MAP AND TERRITORY
Draw the lines firm: give no doubt
where the boundaries between us
and them. Your choice of alphabet
will locate you on one side
or the other. Think of the man
walking for seven years from where
the human story began. "I forget
the names of towns without rivers."
He wakes in the morning
to the footprints of desert beetles.
As we told the story of the Exodus
he took ship across the Red Sea
on a Syrian vessel full of mourners.
Hardboiled eggs rolled on their plates.
Will he climb the Harei Yehuda
or the Jibal al-Khalil?
Overhead, cranes following his route
chivvy him with rattling calls.
From their vantage his footsteps blur
into the sinuous tracks of a snake.
His path, the great rift
no negotiations can heal.
Luisa A. Igloria offered this prompt today:
Using couplets, write a poem of literal and metaphorical transplanting in the form of instructions for drawing a map.

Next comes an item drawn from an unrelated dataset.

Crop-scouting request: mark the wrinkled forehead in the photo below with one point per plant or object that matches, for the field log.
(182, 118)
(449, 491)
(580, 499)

In the poem, make reference to a specific mode of travel, a body of water, and a mountain range. Also include only the tracks or sound made by two types of animals that creep along the ground, and one that flies.
As I began the poem I had in mind my recent travels. Was I in Jerusalem or al-Quds? Judea and Samaria, or the West Bank, or Palestine?
That, in turn, reminded me of tweets I've seen recently about Silwan / the City of David from the team chronicling Paul Salopek's Out of Eden walk from Ethiopia to Tierra del Fuego. (If this is new to you, read about it -- it's extraordinary.)
The quote comes from one of Paul's recent dispatches, as does the image of the eggs rolling on the plates of Syrians aboard ship. That image particularly resonated with me because in Jewish tradition we eat hardboiled eggs (and also lentils) at the meal of consolation after a funeral. A reminder of life even in the face of death.
Edited to add: thanks to the team at Out of Eden for featuring this poem alongside a beautiful photograph from the crossing of the Red Sea on their blog: Couplets and Kilometers.